As it happens I was looking for something to use as a convention one-shot for DC, and that sounds like a good basis. :)
You might also have to find a way around the hoary old cliche of a PC-inherits-an-old-house. Surely the Cthulhoid equivalent of fantasy characters finding their motivation in the local inn?

Re: Dark Conspiracy-like novels

Posted: Tue Aug 29, 2017 4:25 pm
by ReHerakhte
I am right there with you Linden on changing some of the written adventures methods of getting the group together/off on the next adventure.
It used to annoy the Hell out of me to read some adventures where it started "One of the PCs knows the victim/investigator/journalist etc. etc." I had actually done some cursory thought on a game some years ago where one of the PCs had to inherit a house to get the adventure started.

I think at the time I decided that none of the PCs was going to inherit it because 'screw the cliche'. Instead someone who knew a Contact of one of the PCs actually inherits the house and decides that they want to offload it. They would then ask the Contact if they knew anyone interested in buying a house, going real cheap because nobody else seems willing to buy it (due to the rumours of whatever "strange things" fits the bill). I think I was hoping the Players would grab onto the "strange things" and motivate themselves to investigate!

Re: Dark Conspiracy-like novels

Posted: Wed Aug 30, 2017 6:50 pm
by Linden
ReHerakhte wrote: Tue Aug 29, 2017 4:25 pm I am right there with you Linden on changing some of the written adventures methods of getting the group together/off on the next adventure.
It used to annoy the Hell out of me to read some adventures where it started "One of the PCs knows the victim/investigator/journalist etc. etc."
I can think of a prolific 1990s CoC scenario author who used that particular method a lot, much to my irritation as well. I'm sure I don't have to name names. :wink:

Arguably that approach is a bit more acceptable in DC? The character generation process creates contacts, none of whom absolutely have to be identified right away. One or two of them could appear on the scene in need of help. Probably still not best to overuse it as a device though.

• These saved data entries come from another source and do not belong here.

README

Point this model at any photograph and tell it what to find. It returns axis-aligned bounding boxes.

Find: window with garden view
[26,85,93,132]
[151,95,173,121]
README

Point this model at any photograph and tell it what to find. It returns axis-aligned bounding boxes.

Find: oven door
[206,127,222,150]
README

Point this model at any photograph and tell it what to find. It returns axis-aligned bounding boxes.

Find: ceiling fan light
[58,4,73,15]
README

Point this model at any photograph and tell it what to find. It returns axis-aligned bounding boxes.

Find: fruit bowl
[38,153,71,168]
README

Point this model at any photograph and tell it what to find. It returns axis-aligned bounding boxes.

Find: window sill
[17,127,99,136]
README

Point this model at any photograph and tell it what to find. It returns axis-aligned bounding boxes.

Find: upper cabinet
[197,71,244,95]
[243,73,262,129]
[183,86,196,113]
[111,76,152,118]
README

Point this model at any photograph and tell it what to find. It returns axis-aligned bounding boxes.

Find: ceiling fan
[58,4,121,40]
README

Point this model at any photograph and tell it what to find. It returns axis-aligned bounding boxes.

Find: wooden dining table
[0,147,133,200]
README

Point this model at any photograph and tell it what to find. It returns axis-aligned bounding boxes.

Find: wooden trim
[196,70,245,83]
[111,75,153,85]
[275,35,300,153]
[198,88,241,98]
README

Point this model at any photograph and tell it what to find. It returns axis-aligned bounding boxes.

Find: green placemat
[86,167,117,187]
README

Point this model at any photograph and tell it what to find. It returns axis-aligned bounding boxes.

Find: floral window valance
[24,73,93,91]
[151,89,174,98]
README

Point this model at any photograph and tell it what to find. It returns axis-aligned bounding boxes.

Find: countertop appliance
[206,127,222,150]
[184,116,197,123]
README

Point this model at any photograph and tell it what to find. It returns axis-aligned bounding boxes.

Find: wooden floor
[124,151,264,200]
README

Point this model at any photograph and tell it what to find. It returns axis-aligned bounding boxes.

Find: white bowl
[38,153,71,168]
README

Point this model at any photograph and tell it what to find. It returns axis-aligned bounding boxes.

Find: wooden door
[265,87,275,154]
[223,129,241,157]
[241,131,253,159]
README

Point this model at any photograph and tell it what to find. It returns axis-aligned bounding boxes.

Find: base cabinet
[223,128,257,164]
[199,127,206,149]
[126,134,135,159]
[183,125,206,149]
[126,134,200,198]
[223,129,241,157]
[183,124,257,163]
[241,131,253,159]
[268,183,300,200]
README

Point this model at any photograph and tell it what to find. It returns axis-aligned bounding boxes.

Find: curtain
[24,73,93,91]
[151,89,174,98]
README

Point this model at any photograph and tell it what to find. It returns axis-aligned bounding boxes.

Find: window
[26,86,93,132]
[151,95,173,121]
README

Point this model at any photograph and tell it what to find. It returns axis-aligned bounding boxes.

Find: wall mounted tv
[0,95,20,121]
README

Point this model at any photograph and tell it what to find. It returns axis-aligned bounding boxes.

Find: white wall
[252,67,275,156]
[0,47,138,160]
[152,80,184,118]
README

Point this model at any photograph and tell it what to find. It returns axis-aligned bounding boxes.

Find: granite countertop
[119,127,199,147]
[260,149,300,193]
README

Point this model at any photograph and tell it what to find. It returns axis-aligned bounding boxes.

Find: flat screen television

Thinking about it, I very rarely run a scenario as written and I think the scenario intro/start is probably the section that gets rewritten the most often.

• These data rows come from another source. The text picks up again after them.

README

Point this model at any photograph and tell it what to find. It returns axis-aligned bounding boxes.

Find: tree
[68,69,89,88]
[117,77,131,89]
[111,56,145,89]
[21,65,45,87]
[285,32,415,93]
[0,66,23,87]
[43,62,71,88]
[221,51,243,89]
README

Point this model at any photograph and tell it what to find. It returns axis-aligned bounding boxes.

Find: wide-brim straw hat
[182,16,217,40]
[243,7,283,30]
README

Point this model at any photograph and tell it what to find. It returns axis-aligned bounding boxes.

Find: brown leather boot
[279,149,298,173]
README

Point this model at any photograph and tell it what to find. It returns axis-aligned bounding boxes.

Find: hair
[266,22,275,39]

Re: Dark Conspiracy-like novels

Posted: Fri Sep 01, 2017 2:13 am
by ReHerakhte
I am pretty sure the prolific writer you speak of also wrote a number of DC scenarios which while good enough in themselves despite some of them seeming to be little more than rewrites of his CoC adventures and the annoying start method, also had the somewhat annoying habit of introducing a newly created bestie/minion for every single adventure.

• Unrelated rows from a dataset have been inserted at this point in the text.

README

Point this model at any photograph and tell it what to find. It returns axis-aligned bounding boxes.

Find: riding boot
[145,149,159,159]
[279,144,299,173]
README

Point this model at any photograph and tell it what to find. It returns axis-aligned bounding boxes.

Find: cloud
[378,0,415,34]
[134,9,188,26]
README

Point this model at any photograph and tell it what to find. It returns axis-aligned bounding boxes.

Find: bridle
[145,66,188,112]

Re: Dark Conspiracy-like novels

Posted: Fri Sep 01, 2017 11:35 am
by Morthrai
ReHerakhte wrote: Fri Sep 01, 2017 2:13 am I am pretty sure the prolific writer you speak of also wrote a number of DC scenarios which while good enough in themselves despite some of them seeming to be little more than rewrites of his CoC adventures and the annoying start method, also had the somewhat annoying habit of introducing a newly created bestie/minion for every single adventure.
If it's the person I have in mind, I recall a conversation I had at ConTinuum a few years back where a couple of published Chaosium writers said the same thing about him creating a new monster every time in his CoC material! :D

Re: Dark Conspiracy-like novels

Posted: Fri Sep 01, 2017 11:53 am
by Linden
Yes, we know who he is :wink:

Re: Dark Conspiracy-like novels

Posted: Sun Sep 03, 2017 12:04 am
by Phulish
Did he also introduce weapons of strange metals and the like also?